The current method of extraction is to catch the snake in the wild and release it once the extraction is done. This practice is neither standard nor accepted. Instead, what needs to be done is to harness venom from snakes that have been bred under artificial and monitored conditions.
The big four venomous snakes in India are the Spectacled Cobra, Krait, Russell’s Viper and the Saw-Scaled Viper. Again, scientists have found that apart from regional variations in different species, even genetic variations may exist among the big four species themselves. Last but not the least, state forest departments do not permit extracting venom from snakes. One needs to pass through a bureaucratic procedure for the same, which at times can be testing.
Bring experts onboard
India has all the technical know-how and knowledge to prevent all these deaths. One just needs to remove these issues and hurdles and involve experts from diverse sectors like herpetologists, wildlife sanctuaries, geneticists, epidemiologists, health economists and behavioural change-makers, including clinicians, anti-venom manufacturers, drug regulatory authorities, traditional healers, snake rescue organisations and medicine-procuring authorities. Above all, our governments and politicians need to take a stand that we need to prevent the unnecessary human suffering that results from snakebites, of which it is mostly the poor and marginal people who are victims.

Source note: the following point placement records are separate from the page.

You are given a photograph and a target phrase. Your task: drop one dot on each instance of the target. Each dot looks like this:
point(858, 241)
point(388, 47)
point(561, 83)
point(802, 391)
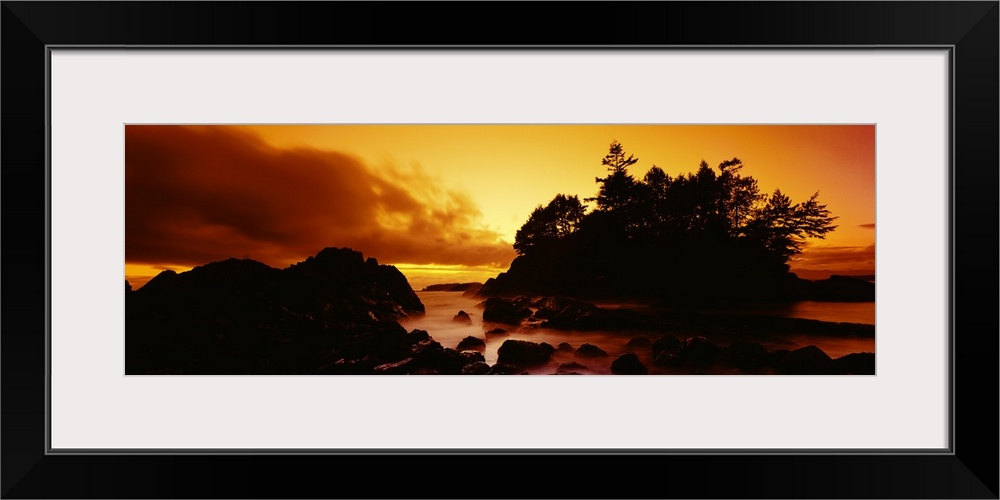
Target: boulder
point(417, 336)
point(505, 369)
point(565, 347)
point(524, 353)
point(667, 343)
point(462, 317)
point(471, 343)
point(667, 359)
point(431, 355)
point(590, 351)
point(746, 355)
point(570, 367)
point(858, 363)
point(628, 364)
point(499, 310)
point(639, 343)
point(698, 350)
point(477, 368)
point(399, 367)
point(808, 360)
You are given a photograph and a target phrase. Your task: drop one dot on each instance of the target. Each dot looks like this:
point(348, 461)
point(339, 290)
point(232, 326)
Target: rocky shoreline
point(339, 313)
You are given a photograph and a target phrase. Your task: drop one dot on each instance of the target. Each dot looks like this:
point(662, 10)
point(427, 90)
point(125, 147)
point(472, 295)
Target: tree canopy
point(708, 231)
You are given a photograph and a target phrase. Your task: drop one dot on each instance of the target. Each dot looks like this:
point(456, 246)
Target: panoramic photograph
point(500, 250)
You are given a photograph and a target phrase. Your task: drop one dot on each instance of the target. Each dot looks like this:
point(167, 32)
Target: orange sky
point(443, 202)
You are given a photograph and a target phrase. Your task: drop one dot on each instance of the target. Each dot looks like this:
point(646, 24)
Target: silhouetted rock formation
point(471, 343)
point(667, 343)
point(590, 351)
point(462, 317)
point(859, 363)
point(699, 350)
point(747, 356)
point(639, 342)
point(453, 287)
point(334, 310)
point(571, 367)
point(524, 353)
point(628, 364)
point(808, 360)
point(498, 310)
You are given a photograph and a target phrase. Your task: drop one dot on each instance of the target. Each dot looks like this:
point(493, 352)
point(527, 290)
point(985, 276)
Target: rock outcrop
point(240, 316)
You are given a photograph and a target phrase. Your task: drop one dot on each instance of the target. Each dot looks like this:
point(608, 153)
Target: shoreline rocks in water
point(240, 316)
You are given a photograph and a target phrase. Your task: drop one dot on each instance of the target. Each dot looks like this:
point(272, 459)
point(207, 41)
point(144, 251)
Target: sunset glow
point(443, 202)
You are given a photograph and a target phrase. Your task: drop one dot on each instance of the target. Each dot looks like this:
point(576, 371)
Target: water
point(441, 307)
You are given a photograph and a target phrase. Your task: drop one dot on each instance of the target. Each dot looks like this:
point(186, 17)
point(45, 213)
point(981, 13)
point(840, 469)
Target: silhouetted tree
point(546, 225)
point(617, 190)
point(706, 234)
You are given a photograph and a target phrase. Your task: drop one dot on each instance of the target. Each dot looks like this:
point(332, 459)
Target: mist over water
point(441, 308)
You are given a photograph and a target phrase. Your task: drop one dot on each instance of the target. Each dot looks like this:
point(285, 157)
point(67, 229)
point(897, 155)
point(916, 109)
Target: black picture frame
point(970, 28)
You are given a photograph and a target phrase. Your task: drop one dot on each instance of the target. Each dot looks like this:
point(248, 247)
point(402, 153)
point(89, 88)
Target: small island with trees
point(708, 236)
point(655, 278)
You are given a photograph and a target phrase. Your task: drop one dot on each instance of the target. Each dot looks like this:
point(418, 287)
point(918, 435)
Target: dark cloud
point(199, 194)
point(836, 257)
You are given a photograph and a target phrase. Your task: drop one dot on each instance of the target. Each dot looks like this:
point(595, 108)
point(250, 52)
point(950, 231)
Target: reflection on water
point(441, 307)
point(837, 312)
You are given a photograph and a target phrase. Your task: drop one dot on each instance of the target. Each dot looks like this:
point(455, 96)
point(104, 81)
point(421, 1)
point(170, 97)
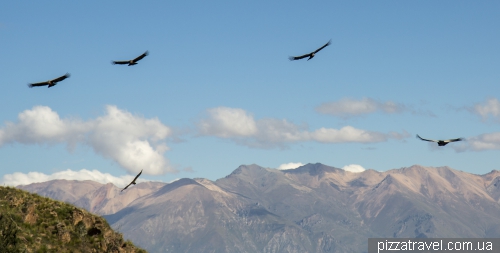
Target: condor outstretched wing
point(418, 136)
point(50, 82)
point(31, 85)
point(327, 44)
point(120, 62)
point(292, 58)
point(453, 140)
point(141, 56)
point(309, 54)
point(60, 78)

There is much to be done in bringing awareness among common people. Some simple rules to follow: avoid walking in the dark, especially without a torch; sleep inside mosquito nets that are tucked into the bed if you sleep in the open; maintain clean surroundings so that they do not attract rats which, in turn, attract snakes.
All these need to be made part of the teaching programme for high-school children. Remember that there are only four varieties of snakes in India that are dangerous; the vast number of other snakes are non-poisonous. It is often the fear and anxiety of having bitten by a snake that needs to be dealt with first with proper reassurance.
Do not forget that snakes are extremely afraid of humans and want to avoid you as far as possible. It’s only when they are confronted in their bid to escape that they bite humans as a last resort. In nature, we need snakes because they keep pests, such as rats and mice, in check. We humans will have to learn from nature, for our own survival.